Question 10 (7 marks):
Solution by scale drawing is not accepted.
Diagram shows the locations of town M and town N drawn on a Cartesian plane.


PQ is a straight road such that the distance from town M and town N to any point on the road is always equal.
(a) Find the equation of PQ.

(b) Another straight road, ST with an equation y = 2x + 7 is to be built.
(i) A traffic light is to be installed at the crossroads of the two roads.
Find the coordinates of the traffic light.
(ii) Which of the two roads passes through town L $\left(-\frac{4}{3},1\right)?$

Solution:
(a)
$\begin{array}{l}T\left(x,y\right)\text{ is a point on }PQ.\\ TM=TN\\ \sqrt{\left[x-{\left(-4\right)}^2\right]+{\left[y-\left(-1\right)\right]}^2}=\sqrt{{\left(x-2\right)}^2+{\left(y-1\right)}^2}\\ \sqrt{{\left(x+4\right)}^2+{\left(y+1\right)}^2}=\sqrt{{\left(x-2\right)}^2+{\left(y-1\right)}^2}\\ {\left(x+4\right)}^2+{\left(y+1\right)}^2={\left(x-2\right)}^2+{\left(y-1\right)}^2\\ x^2+8x+16+y^2+2y+1\\ =x^2-4x+4+y^2-2y+1\\ 8x+2y+17+4x+2y-5=0\\ 12x+4y+12=0\\ 3x+y+3=0\\ \\ \text{Equation of }PQ:3x+y+3=0\end{array}$


(b)(i)
$\begin{array}{l}y=2x+7\mathrm{............}\left(1\right)\\ 3x+y+3=0\mathrm{............}\left(2\right)\\ \text{Substitute }\left(1\right)\text{ into }\left(2\right):\\ 3x+2x+7+3=0\\ 5x=-10\\ x=-2\\ \\ \text{When }x=-2,\\ From\left(1\right),\\ y=2\left(-2\right)+7=3\\ \text{Coordinates of traffic light}=\left(-2,3\right).\end{array}$


(b)(ii)
$\begin{array}{l}L\left(-\frac{4}{3},1\right):x=-\frac{4}{3},y=1\\ \text{The equation of }ST:y=2x+7\\ \text{Left hand side: }y=1\\ \text{Right hand side: }2\left(-\frac{4}{3}\right)+7=4\frac{1}{3}\\ \text{Thus, the road }y=2x+7\text{ does not }\\ \text{pass through }L\text{.}\\ \\ \text{The equation of }PQ:3x+y+3=0\\ \text{Left hand side: }\\ 3x+y+3=3\left(-\frac{4}{3}\right)+1+3\\ =-4+4=0\\ \text{Right hand side}=0\\ \text{Left hand side}=\text{Right hand side}\\ \\ \text{Thus, the road }3x+y+3=0\\ \text{passes through }L\text{.}\end{array}$

Question 9 (6 marks):
Solution by scale drawing is not accepted.
Diagram shows a triangle OCD.
Diagram

(a) Given the area of triangle OCD is 30 units², find the value of h.

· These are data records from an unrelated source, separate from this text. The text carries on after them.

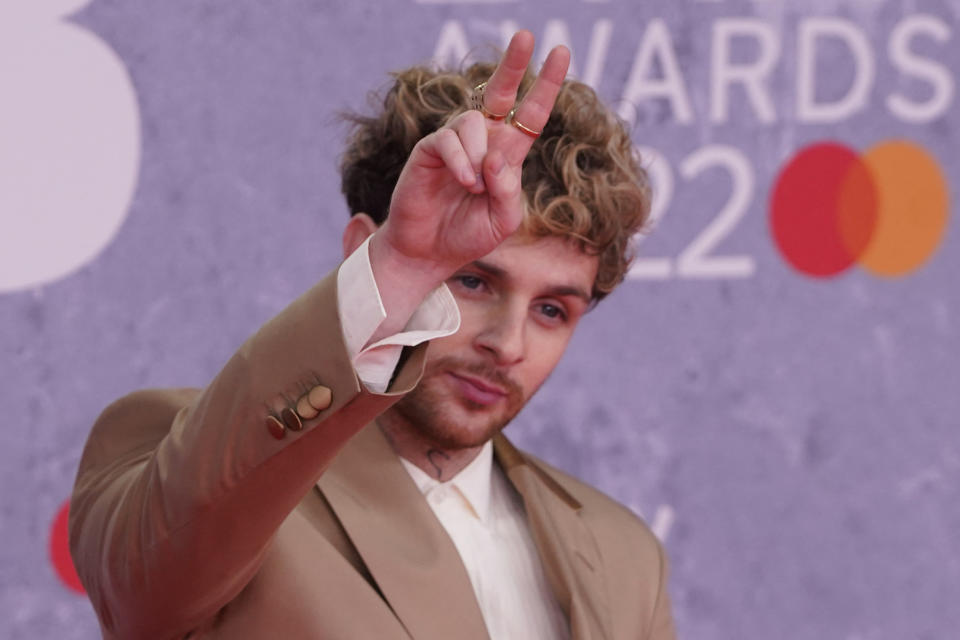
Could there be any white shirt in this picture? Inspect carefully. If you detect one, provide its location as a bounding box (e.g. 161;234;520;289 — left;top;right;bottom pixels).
337;238;570;640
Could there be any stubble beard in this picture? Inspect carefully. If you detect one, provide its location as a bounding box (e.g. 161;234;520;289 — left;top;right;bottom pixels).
391;356;525;450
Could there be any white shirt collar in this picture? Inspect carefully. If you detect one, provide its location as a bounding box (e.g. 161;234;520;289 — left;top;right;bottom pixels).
400;440;493;522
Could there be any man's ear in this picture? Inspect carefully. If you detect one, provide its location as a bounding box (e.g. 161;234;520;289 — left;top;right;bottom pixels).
343;213;377;258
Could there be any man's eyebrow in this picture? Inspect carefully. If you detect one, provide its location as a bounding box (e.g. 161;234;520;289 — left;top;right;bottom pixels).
471;260;593;304
547;285;593;304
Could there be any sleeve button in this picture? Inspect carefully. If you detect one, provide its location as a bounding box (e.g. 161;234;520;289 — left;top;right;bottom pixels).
267;416;287;440
280;407;303;431
307;385;333;411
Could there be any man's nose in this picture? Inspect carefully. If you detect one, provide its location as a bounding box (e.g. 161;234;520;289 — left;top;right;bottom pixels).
474;305;527;365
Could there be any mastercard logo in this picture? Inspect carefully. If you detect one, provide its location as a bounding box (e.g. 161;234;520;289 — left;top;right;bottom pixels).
770;140;949;277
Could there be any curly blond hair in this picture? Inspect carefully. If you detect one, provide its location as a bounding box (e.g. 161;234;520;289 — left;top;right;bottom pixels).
340;63;650;300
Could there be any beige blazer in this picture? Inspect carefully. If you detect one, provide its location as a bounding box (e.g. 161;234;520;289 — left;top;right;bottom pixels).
70;275;674;640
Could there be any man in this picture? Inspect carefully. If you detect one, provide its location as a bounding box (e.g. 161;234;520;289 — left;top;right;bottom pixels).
70;32;673;640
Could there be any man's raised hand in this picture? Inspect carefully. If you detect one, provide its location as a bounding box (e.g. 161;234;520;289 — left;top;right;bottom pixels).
371;31;570;283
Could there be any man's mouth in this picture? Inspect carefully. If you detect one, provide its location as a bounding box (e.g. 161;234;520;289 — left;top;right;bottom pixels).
447;371;507;406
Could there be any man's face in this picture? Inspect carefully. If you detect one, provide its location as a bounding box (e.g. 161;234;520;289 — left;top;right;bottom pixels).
393;234;598;449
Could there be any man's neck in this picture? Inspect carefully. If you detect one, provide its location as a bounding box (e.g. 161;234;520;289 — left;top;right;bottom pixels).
377;412;483;482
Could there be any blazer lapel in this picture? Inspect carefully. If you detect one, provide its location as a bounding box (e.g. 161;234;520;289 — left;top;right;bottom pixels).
493;436;612;640
318;424;489;640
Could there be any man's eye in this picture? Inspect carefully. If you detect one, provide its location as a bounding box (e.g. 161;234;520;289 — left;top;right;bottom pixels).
540;304;566;320
457;275;483;289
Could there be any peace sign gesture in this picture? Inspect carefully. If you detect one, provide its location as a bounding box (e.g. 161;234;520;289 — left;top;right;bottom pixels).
371;31;570;283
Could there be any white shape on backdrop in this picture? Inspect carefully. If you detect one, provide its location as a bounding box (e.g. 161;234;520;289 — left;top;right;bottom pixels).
0;0;140;293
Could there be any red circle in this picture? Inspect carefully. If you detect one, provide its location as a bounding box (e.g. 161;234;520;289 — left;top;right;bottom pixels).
50;500;86;593
770;142;877;277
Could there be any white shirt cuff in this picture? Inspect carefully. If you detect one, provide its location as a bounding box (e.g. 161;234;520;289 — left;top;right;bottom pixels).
337;237;460;393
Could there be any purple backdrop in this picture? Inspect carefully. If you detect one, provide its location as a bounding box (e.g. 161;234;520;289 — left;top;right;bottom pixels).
0;0;960;640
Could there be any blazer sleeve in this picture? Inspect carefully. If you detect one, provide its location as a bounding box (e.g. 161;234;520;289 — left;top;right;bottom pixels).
70;272;426;639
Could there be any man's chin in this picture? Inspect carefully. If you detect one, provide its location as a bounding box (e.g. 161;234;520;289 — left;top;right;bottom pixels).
393;396;513;450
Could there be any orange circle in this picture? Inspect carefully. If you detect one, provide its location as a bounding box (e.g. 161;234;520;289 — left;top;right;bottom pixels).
858;140;949;276
770;140;949;277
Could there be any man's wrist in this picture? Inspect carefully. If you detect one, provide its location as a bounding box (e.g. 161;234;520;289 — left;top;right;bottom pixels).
369;231;452;342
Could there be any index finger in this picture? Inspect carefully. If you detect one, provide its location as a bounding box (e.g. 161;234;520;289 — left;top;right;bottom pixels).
483;31;533;116
506;45;570;165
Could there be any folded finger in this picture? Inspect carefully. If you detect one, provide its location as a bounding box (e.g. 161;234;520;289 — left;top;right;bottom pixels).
483;151;524;237
447;111;487;175
424;127;477;189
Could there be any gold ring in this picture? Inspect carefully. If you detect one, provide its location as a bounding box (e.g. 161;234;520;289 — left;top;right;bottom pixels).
507;109;543;140
470;82;510;121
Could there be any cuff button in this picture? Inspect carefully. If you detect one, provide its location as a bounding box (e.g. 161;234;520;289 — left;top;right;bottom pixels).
307;385;333;411
280;407;303;431
297;396;320;420
267;416;287;440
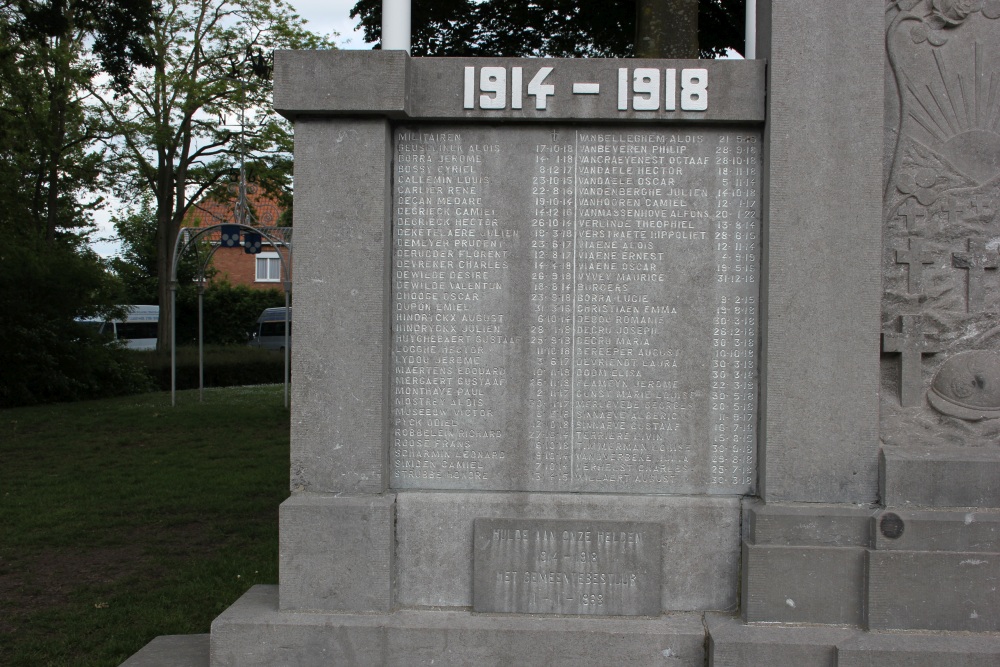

(b) Point Q (2, 4) lies on the straight line CD.
(i) Find CQ : QD.
(ii) Point P moves such that PD = 2 PQ.
  Find the equation of the locus P.

Solution:
(a)
$\begin{array}{l}\text{Given Area of }△OCD\text{ = }30\\ \\ \frac{1}{2}|\begin{array}{l}\text{0 }h-6\\ \text{0 2 8 }\end{array}\begin{array}{l}0\\ 0\end{array}|=30\\ \\ |\left(0\right)\left(2\right)+\left(h\right)\left(8\right)+\left(-6\right)\left(0\right)-\left(0\right)\left(h\right)-\left(2\right)\left(-6\right)-\left(8\right)\left(0\right)|=60\\ |0+8h+0-0+12-0|=60\\ |8h+12|=60\\ \\ 8h+12=60\\ 8h=48\\ h=6\\ \text{or }\\ 8h+12=-60\\ 8h=-72\\ h=-9\left(\text{ignore}\right)\end{array}$


(b)(i)

$\begin{array}{l}\left[\frac{6\left(m\right)+\left(-6\right)\left(n\right)}{m+n},\frac{2\left(m\right)+\left(8\right)\left(n\right)}{m+n}\right]=\left(2,4\right)\\ \frac{6m-6n}{m+n}=2\\ 6m-6n=2m+2n\\ 4m=8n\\ \frac{m}{n}=\frac{8}{4}\\ \frac{m}{n}=\frac{2}{1}\\ \\ \frac{2m+8n}{m+n}=4\\ 2m+8n=4m+4n\\ 2m=4n\\ \frac{m}{n}=\frac{4}{2}\\ \frac{m}{n}=\frac{2}{1}\\ \\ \text{Thus, }CQ=QD=2:1\end{array}$


(b)(ii)
$\begin{array}{l}PD=2PQ\\ \sqrt{{\left(x-6\right)}^2+{\left(y-2\right)}^2}=2\sqrt{{\left(x-2\right)}^2+{\left(y-4\right)}^2}\\ {\left(x-6\right)}^2+{\left(y-2\right)}^2=4\left[{\left(x-2\right)}^2+{\left(y-4\right)}^2\right]\\ x^2-12x+36+y^2-4y+4=4\left[x^2-4x+4+y^2-8y+16\right]\\ x^2-12x+36+y^2-4y+4=4x^2-16x+16+4y^2-32y+64\\ \text{The equation of locus }P:\\ 3x^2+3y^2-4x-28y+40=0\end{array}$